German East Africa to Germany
April 7, 1898

This picture postcard illustrates the "Gruss aus xxxx" (Greetings from xxxx)
genre popular with German tourists a century ago.
Such cards are now popular as colorful collectibles.

In a few months after the arrival of Carl Peters, a German politician and journalist, in 1884
German influence spread through the south half of the African mainland of Zanzibar.
By 1890 a border had been established between British East Africa and
German East Africa as the European powers carved up Africa.

In 1890 German Postal Agencies were opened in Bagamoyo and Dar-es-Salaam.
The first stamps were issued in 1890 by overprinting German stamps.
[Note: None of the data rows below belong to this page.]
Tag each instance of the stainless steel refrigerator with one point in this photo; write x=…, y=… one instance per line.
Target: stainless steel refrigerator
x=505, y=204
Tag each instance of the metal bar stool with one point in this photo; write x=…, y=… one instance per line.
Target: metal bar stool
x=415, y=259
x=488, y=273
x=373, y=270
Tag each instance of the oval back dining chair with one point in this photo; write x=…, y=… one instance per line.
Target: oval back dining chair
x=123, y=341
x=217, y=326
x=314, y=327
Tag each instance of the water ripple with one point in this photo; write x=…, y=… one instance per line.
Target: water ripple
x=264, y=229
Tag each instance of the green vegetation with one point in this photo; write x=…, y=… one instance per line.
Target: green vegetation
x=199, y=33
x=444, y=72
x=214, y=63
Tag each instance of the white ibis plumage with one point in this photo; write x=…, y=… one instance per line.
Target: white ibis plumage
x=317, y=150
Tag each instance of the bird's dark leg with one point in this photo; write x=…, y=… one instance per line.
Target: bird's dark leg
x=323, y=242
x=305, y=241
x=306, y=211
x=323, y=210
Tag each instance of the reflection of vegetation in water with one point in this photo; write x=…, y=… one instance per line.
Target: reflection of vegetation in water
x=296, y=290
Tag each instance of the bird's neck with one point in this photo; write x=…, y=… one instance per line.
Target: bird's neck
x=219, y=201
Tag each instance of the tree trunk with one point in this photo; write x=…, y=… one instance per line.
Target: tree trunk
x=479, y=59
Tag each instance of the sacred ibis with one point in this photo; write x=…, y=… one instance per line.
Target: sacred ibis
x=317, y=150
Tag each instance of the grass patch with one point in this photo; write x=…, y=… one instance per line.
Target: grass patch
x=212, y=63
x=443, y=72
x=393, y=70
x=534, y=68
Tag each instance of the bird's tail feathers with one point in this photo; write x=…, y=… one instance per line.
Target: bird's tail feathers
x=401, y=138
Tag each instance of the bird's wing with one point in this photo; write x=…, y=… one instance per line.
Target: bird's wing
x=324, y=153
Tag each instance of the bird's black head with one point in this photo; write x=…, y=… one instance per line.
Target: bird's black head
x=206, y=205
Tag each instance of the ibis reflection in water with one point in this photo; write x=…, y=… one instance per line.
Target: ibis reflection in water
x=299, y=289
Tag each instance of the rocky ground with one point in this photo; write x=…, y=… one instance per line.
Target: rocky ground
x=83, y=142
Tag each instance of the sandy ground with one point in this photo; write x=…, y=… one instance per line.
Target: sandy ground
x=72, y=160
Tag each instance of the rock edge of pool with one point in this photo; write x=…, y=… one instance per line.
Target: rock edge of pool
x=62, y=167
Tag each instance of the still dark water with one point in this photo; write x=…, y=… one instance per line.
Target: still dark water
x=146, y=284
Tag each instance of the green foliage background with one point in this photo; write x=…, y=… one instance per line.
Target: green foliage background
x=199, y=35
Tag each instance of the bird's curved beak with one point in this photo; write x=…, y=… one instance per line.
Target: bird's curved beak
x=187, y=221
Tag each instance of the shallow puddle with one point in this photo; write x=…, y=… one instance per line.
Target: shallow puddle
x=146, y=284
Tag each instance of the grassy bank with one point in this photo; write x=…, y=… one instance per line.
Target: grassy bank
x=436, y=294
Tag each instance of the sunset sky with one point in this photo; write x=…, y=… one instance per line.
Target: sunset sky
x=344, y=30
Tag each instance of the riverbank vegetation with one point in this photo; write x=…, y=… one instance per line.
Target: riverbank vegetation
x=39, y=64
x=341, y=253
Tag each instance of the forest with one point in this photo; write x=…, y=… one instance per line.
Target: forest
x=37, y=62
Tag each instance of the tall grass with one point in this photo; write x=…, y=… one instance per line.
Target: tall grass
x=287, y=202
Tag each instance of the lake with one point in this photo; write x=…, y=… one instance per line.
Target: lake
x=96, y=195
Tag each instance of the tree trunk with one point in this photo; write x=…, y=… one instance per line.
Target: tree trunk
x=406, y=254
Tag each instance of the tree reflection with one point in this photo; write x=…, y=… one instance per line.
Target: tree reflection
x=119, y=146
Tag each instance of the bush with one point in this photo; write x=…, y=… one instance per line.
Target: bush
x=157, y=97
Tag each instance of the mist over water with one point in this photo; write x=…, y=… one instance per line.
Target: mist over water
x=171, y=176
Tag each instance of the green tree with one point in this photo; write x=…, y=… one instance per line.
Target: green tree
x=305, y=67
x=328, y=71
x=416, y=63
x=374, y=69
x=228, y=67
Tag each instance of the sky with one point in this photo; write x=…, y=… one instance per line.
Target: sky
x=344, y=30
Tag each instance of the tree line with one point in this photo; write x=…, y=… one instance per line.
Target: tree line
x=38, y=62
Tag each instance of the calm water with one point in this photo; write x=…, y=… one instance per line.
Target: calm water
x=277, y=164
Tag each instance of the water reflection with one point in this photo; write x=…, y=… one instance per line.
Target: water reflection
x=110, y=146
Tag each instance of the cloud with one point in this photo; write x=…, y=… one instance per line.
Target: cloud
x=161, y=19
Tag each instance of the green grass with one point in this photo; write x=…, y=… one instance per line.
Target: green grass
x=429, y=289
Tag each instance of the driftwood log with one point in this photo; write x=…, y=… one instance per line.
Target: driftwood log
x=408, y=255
This card is a German 10 pfg. U.P.U. card with an added a printed illustration.
This card was surcharged with a diagonal overprint similar to that used on the first stamps:
5
Deutsch-Ostafrika
Pesa.
64 Pesas made one Rupee.

The card has a single CDS from Dar-es-Salaam.
The illustration is from Bagamoyo about 30 km northwest along the coast.
Bagamoyo is opposite the island of Zanzibar.

The card is addressed to Berlin where it arrived on May 1.
The Berlin receiving mark was overinked which resulted in offset
on other covers in the stack as the clerk cancelled them.

One can see how such postcards would appeal to collectors interested
in reviewing the 'grand tours' taken in the decades before World War I.